Waiting is an interesting status to be in. Thinking maybe I finally found work I can do with my hearing loss that will be a decent living...(even though it will involve working with loud equipment much of the time and no doubt contribute to the decay...it will still be a source of income). Yet they call me on like the 20th to let me know I was selected, and schedule me for a full physical including back x-ray and all for the 23rd...I find out from the drug lab that they didn't receive the specimen for their part till the 29th and it is "being processed".

That is where the wait comes, since I know that 3 and possibly 4 of the prescriptions I've been on for my shoulder will test positive on their 5 panel screen...so the test has to go thru the first process then the confirmation process where they make double sure it wasn't a false positive...so I keep waiting so that when it comes in I can haul my scripts down there...but calling the doctor several times a week has really ticked off his assistant ( I think because the employer has been calling too).

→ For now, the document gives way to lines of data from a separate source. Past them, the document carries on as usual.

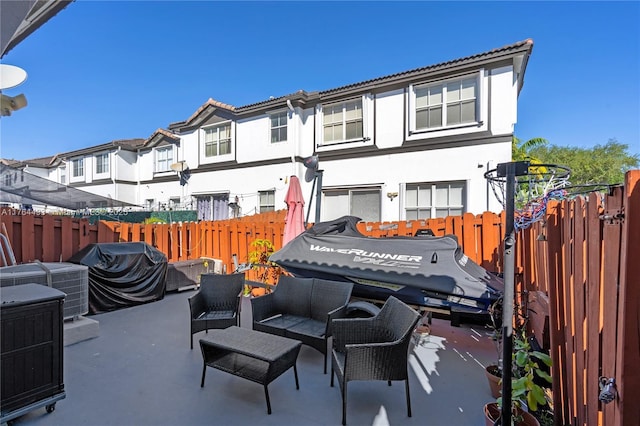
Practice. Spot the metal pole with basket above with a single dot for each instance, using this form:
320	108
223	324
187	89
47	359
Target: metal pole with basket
523	189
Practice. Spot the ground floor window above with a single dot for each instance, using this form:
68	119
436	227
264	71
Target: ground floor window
434	199
212	207
361	202
267	201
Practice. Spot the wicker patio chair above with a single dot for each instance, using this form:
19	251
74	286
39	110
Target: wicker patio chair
373	348
217	303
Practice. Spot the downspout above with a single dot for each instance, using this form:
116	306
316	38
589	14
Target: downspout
114	169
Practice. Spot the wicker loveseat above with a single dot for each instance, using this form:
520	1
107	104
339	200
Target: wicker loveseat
302	309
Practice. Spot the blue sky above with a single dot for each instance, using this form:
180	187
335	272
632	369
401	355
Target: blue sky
107	70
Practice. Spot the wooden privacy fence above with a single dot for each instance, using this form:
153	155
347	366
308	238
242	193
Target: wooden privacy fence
585	258
56	238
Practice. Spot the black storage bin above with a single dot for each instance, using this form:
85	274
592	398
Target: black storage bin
31	317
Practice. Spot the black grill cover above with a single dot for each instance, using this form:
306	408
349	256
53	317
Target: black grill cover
122	274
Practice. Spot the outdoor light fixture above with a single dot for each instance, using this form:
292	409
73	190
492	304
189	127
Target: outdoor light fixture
314	174
10	77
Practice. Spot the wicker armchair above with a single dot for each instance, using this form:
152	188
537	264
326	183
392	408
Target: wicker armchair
373	348
217	303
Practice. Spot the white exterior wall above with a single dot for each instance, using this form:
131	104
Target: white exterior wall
503	101
124	165
462	154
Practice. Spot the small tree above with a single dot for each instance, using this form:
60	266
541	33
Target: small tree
267	272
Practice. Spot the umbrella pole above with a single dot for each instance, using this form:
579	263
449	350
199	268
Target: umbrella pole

This "war on drugs" has gotten ridiculous when they are allowed to hold up employment for half a month before they get their answers. But waiting has given me some time to think about alot of stuff. It is hard to relax and navigate life with immediate issues like "income" demanding so much concentration. There are quite a few things I want to blog about but "all circuits are busy" that part of my brain doesn't want to work on summarizing other issues that are stirring in the subconscious...it just stays stuck waiting fully focused on this major issue. So the title of this post catches you up on my status...though I finally did call the lab itself and have at least reason to hope the waiting will end very soon. Just hope it ends before the job window does !!